With this system, you basically get a quality water rower that’s compatible with resistance bands, which in itself isn’t that mind blowing.

But when paired with the creative instructors via the app, you get access to a pretty unique workout experience.

But is the LIT Method worth investing in?

Hmm, I think that depends on a few things…

First and foremost, you have to be ok with signing up and paying for the monthly subscription plan- if not, I don’t think it makes sense to purchase this machine because there are too many quality rowers out there that cost less.

Second, you need to be ok with the fact that if you decide to cancel your subscription down the road, that you won’t have access to any rowing metrics because there isn’t a monitor.

(You can still use the rowing machine without an app subscription, after all, it’s just a water rower and doesn’t require any electricity to function, you just won’t be able to track anything).
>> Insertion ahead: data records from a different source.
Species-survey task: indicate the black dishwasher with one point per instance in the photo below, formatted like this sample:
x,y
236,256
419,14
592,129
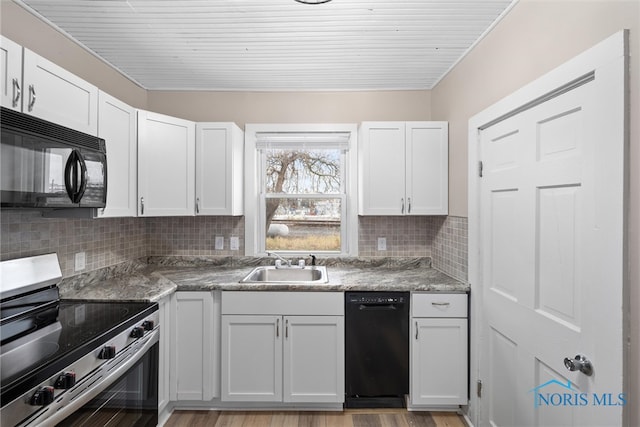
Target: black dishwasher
x,y
376,349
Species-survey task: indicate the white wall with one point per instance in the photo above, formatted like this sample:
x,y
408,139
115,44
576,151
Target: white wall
x,y
535,37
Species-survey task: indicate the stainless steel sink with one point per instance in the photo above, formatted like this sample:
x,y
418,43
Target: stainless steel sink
x,y
271,274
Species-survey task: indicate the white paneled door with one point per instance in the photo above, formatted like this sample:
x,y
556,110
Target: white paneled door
x,y
551,255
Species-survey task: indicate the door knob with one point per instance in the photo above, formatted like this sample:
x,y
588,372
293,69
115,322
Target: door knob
x,y
579,363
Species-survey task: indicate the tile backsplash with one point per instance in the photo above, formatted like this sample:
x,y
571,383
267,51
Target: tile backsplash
x,y
406,236
105,241
193,235
110,241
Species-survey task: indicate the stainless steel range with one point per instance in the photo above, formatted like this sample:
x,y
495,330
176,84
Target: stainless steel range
x,y
72,362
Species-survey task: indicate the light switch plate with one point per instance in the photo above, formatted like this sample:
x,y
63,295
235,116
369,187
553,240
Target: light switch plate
x,y
80,261
382,243
234,243
219,243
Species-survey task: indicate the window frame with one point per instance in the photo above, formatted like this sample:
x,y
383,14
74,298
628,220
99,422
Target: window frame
x,y
255,208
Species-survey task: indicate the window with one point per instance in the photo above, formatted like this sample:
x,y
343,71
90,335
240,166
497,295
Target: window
x,y
304,190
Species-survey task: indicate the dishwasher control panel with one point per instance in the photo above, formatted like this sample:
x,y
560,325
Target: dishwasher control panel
x,y
374,299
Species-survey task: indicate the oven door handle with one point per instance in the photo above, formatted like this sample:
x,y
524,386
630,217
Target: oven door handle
x,y
95,390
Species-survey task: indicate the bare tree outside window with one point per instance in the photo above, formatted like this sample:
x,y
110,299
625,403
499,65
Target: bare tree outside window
x,y
303,199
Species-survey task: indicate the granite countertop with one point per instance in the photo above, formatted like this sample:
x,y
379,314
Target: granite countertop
x,y
159,277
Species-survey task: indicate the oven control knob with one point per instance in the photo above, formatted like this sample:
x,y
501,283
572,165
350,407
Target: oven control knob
x,y
65,381
148,325
107,352
42,397
137,332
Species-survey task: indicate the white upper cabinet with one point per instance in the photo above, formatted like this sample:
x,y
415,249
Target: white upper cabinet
x,y
11,84
219,169
403,168
117,125
37,86
166,164
52,93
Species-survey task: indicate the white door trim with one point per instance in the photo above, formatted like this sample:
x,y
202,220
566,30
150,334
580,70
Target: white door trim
x,y
612,52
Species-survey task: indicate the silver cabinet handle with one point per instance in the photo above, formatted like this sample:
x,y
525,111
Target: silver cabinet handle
x,y
16,93
32,97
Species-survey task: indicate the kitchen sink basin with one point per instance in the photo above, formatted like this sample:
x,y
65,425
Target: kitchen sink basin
x,y
271,274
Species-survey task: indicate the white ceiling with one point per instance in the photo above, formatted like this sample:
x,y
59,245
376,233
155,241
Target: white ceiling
x,y
275,45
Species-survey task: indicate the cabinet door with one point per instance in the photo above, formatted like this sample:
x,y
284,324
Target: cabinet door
x,y
427,170
117,125
439,361
314,359
192,371
165,309
382,168
166,164
53,93
11,76
219,169
251,358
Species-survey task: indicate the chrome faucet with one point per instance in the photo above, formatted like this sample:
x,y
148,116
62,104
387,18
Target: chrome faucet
x,y
288,262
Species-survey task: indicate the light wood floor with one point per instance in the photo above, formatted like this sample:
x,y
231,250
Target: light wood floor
x,y
348,418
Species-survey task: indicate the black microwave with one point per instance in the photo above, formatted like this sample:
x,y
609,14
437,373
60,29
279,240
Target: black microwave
x,y
45,165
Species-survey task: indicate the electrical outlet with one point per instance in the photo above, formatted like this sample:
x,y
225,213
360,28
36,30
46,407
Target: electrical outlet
x,y
80,261
219,243
382,243
234,243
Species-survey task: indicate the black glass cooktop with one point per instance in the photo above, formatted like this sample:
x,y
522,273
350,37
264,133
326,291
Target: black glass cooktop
x,y
80,327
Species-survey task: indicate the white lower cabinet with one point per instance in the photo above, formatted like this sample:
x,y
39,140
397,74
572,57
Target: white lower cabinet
x,y
165,308
193,361
272,351
439,350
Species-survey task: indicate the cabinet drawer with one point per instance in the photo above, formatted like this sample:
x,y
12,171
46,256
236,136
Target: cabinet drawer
x,y
438,305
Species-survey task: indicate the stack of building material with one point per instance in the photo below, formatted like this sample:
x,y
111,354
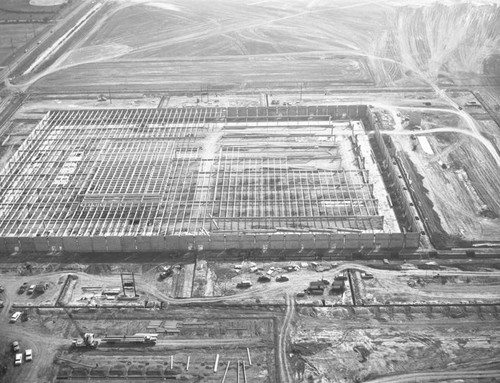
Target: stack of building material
x,y
154,325
170,327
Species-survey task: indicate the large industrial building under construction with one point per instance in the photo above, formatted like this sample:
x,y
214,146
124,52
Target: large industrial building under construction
x,y
204,178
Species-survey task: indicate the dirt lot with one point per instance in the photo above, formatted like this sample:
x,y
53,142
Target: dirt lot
x,y
362,344
222,319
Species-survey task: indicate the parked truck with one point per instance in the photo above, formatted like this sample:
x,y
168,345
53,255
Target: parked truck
x,y
146,339
88,340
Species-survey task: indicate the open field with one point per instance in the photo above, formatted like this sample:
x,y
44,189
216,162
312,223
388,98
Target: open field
x,y
374,340
14,36
235,45
250,191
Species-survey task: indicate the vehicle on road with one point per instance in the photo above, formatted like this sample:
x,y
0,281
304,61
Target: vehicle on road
x,y
31,289
244,285
23,288
14,317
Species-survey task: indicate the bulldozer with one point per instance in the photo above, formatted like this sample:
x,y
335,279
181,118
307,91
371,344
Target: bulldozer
x,y
87,340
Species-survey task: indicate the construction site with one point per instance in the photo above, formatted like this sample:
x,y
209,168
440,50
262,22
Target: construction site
x,y
249,192
201,178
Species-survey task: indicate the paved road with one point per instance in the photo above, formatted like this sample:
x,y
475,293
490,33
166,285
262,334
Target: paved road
x,y
4,73
283,335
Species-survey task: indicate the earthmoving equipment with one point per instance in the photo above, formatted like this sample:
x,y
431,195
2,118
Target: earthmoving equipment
x,y
282,278
15,317
15,346
88,340
41,287
264,278
166,272
23,288
244,285
128,282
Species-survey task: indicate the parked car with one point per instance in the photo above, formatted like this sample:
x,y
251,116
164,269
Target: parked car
x,y
23,288
15,346
15,317
281,278
244,285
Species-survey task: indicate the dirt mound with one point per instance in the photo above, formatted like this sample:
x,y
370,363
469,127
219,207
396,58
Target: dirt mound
x,y
47,3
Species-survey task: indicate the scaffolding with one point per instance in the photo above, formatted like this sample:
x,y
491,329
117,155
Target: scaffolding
x,y
182,171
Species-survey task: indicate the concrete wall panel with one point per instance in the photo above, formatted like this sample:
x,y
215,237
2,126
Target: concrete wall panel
x,y
3,246
84,244
232,241
352,241
186,242
70,244
12,244
128,244
322,241
217,242
158,243
55,244
172,242
396,241
292,241
114,244
99,244
277,242
202,242
143,243
247,242
367,240
27,245
382,240
307,241
412,240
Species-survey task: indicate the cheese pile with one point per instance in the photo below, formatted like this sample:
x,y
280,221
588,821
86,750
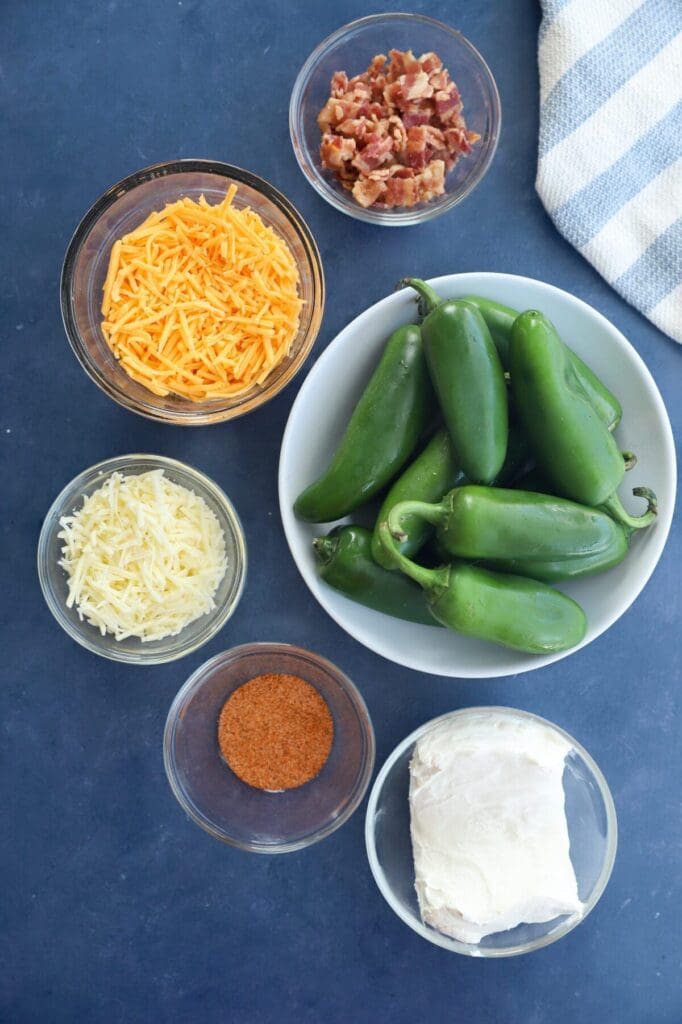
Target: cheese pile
x,y
144,556
201,301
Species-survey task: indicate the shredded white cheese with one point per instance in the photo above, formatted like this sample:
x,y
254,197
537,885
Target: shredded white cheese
x,y
144,556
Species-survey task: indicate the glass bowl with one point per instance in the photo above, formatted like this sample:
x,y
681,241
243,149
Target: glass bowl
x,y
122,208
351,48
237,813
592,833
132,650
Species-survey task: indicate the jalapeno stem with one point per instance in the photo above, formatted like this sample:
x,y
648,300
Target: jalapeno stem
x,y
614,508
430,513
325,548
428,299
428,579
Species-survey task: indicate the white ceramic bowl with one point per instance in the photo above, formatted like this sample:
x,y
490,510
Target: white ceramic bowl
x,y
328,396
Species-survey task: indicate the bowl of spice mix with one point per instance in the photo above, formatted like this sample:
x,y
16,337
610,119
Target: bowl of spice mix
x,y
268,748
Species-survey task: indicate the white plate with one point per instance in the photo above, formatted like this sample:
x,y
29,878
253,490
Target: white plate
x,y
326,401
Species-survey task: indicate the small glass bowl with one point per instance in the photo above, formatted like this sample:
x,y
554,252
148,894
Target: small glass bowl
x,y
592,833
124,207
351,48
239,814
133,651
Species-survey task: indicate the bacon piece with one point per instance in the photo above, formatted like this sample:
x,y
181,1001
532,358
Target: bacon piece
x,y
373,155
440,80
430,62
417,114
400,192
431,181
336,151
457,141
448,104
334,112
339,84
397,131
415,86
368,190
390,132
356,128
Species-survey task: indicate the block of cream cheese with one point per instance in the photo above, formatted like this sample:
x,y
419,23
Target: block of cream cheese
x,y
488,825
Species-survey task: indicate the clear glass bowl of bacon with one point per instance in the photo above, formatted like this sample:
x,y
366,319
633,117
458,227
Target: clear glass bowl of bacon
x,y
394,119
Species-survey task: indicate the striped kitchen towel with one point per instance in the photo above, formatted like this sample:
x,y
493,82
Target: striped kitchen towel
x,y
609,169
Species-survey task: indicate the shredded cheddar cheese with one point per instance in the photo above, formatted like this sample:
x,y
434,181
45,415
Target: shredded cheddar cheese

In terms of price, it’s true the LIT is on the higher end, but it’s not that high when compared to other elite water rowers that can easily cost $1500.

Overall, if you’re looking for a fresh take on home fitness (especially one that’s low impact), I think the LIT Strength Machine is a solid choice, but it’s far from perfect.

If you’re looking for a more traditional take on rowing, but still offers streaming workouts, you might be better off with a Hydrow or Ergatta– both of which I consider better overall buys.



  1. I purchased the Lit machine partially based on your review and wanted to provide feedback in the hopes that other consumers are forewarned. The classes are incredibly limited in quantity and variety. I found only a handful of strength plus rowing classes and NO dedicated strength classes. The instruction is horribly awkward, too quick to follow, and demotivating. The music is not varied enough, either. So if you don’t like club music, you’re out of luck. The machine itself is fine, but the lack of a built in monitor is a massive issue. The stand for the iPad or other device is flimsy and gets in the way of rowing. The app is also clunky. The videos are not zoomed in enough so you can’t tell what is going on.

    The biggest issue with the machine is the customer service. They do not honor their 30 day guarantee and generally are unresponsive. They don’t deliver the machine assembled nor help you assemble it, nor help you move to a location in your house. It’s literally a middle aged woman who delivers the machine so you better have somebody available to help.

    All in all, a horrible experience that consumers should avoid.

    • I’m sorry you had such a bad experience with the LIT machine, but I appreciate you sharing with us. Definitely a lot of stuff to consider when thinking about this product.